Visited mum last night. She was folding her clothes in front of the tv. In fact she was so absorb in folding the clothes. I didn't want to disturb her pace. She looked so fragile. I had a tinge of sadness looking at her but didnt want to show it to her. Syahirah said that mum was still coming with terms of Wa's passing. It's never easy to lose someone close to you...not matter whether you are young or old. The emotions of grief are the same. I still miss Pak terribly at times.
Mum was aware of Wa's passing when I spoke to her...but this is something that we all have learn to accept of mum's condition...she has selective memory. She might remember something for a few minutes or repeat a conversation again. Again and again.

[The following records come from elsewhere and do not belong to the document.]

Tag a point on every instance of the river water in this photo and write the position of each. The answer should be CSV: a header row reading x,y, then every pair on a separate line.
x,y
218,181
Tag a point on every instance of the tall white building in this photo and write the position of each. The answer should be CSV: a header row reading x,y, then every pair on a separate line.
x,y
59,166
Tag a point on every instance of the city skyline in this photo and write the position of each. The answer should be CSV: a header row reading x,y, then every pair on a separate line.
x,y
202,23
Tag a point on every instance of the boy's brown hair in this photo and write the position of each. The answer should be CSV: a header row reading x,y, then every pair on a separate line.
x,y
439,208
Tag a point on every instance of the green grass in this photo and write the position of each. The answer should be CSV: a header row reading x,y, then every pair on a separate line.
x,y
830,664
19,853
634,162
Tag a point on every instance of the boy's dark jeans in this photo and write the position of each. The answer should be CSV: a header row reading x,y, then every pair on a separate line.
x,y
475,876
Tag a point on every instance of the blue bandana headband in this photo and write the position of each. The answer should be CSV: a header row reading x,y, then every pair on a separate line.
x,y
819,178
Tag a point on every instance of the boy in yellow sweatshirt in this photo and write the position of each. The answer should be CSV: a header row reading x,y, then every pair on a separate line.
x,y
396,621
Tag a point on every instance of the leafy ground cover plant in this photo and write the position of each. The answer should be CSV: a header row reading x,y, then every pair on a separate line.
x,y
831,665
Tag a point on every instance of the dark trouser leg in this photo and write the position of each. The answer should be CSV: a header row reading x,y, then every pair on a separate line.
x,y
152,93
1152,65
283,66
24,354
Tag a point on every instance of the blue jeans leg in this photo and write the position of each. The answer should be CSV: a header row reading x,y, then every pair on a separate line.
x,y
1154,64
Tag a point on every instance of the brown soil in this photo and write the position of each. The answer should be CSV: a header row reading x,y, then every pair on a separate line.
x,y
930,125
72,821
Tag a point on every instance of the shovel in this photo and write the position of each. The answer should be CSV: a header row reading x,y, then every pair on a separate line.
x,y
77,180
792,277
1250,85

It saddened to think that mum has to come to terms with so many things in her twilight years...things and people around her can be very disorienting...and frightening. As a daughter, I don't know whether I am sensitive to her needs or am I self absorbent of my own problems. Too self centred of our own life.Will my children hold my hands as I had held them when they were young. I cant be second guessing of what's is in mum's mind....but I sure hope she doesn't have any doubts of our love for her.
Something on a lighter note, hubby asked the waiter in Nando's today for invoice instead of the bill. He is aging ...and he is always telling me to remind him about stuffs...to pay the bills, to call up someone...to see someone....he has enough gadgets with him to bleep and ring but he still needs me to rely on. It's okay, am not complaining. In fact I need it more than he knows.